The similarity of clothing worn by the warriors on both sides of the racial divide raises provocative questions. The best photographs do. Whereas (to pick up Evans’s distinction) a documentary photograph can be introduced as evidence, a good documentary-style photograph will raise more doubts than it resolves. In Davidson’s most ambitious project, an exploration of a run-down block of East 100th Street in New York, he took photographs with a cumbersome large-format view camera for two years. A community organizer carried the photographs to city agencies, using them much as Jacob Riis’s pictures had been marshaled to reform the turn-of-the-century tenements in New York. Many of Davidson’s photographs indeed document the deplorable living conditions that the residents endured. But for me, the ones that live on do less—and more. One that stays in my mind shows a middle-aged black man with his arm around a younger man, who is athletic-looking and bare-chested. They are in a kitchen, and between their heads is a collection of basketball trophies, which stand on top of—is it a refrigerator? I think so. And they must be father and son. What is indelible and untranslatable into words is the expression of weariness, mistrust, hostility, and resignation with which they face the camera. Young and old, their world is bounded by these shabby walls. The trophies, with upward arms, are a muted mockery of unattainable dreams.

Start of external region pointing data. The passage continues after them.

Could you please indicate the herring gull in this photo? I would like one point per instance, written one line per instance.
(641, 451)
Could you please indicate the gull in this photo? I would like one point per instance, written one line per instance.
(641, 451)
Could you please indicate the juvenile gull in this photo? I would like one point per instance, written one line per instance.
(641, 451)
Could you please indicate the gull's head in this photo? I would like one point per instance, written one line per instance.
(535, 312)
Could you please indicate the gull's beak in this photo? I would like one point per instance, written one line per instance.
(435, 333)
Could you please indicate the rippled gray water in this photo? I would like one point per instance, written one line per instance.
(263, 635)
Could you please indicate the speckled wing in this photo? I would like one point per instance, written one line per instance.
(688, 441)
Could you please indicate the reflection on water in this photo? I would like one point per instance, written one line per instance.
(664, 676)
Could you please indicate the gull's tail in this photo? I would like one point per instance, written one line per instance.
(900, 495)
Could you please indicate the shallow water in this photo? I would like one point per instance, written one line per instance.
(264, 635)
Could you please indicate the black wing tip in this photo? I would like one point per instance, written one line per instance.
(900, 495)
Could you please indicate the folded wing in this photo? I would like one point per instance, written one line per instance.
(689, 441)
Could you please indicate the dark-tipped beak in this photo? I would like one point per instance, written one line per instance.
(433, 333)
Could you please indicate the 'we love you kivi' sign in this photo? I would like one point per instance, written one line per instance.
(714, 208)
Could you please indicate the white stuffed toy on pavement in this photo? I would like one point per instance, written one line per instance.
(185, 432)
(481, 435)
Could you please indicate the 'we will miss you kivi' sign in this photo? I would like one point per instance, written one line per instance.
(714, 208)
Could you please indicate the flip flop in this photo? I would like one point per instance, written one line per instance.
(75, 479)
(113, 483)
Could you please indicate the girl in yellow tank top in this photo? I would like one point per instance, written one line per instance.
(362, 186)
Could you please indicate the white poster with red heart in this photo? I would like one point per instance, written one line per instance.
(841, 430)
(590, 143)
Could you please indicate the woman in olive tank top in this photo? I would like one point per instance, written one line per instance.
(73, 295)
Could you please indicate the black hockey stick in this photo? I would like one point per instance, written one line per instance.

If a photograph can be reduced to a sentence, its interest is fleeting. When the point is sharp and clear, the afterlife is short. In some pictures, Davidson drives home his intention like a hammer on a nail. A black woman demonstrator is escorted away by two policemen, in front of a movie marquee that reads, “Suspense! Excitement! Susan Hayward in ‘Back Street’ and ‘Damn the Defiant.’” A young man on the subway, apparently in a drug-induced lethargy, sits beneath a poster: “You’ve got to be fast to make it in New York.” This device of juxtaposing signs and people with ironic intent goes back to the Depression-era documentary photographers (who would, for instance, depict a line for food handouts in front of a roadside billboard that proclaims, “There’s No Way Like the American Way”). It’s a didactic style in which the aphorism needn’t be spelled out in words. On East 100th Street, Davidson photographed a child behind a meshed window, alongside a caged bird, and a boy on a filthy mattress in an alley, almost indistinguishable from piles of strewn garbage. These are valuable as documents. But when he portrays a tiny infant with two figurines, all resting on a couch, or a young man with close-set eyes, holding a pet pigeon, he leaves enough mental space around the image for you to wonder. Like any work of art, a great photograph is suggestive but not dispositive. Its power resides in its ambiguity.
Arthur Lubow is writing a biography of Diane Arbus. He is just finishing his term as a 2013–14 fellow at the New York Public Library’s Dorothy and Lewis B. Cullman Center.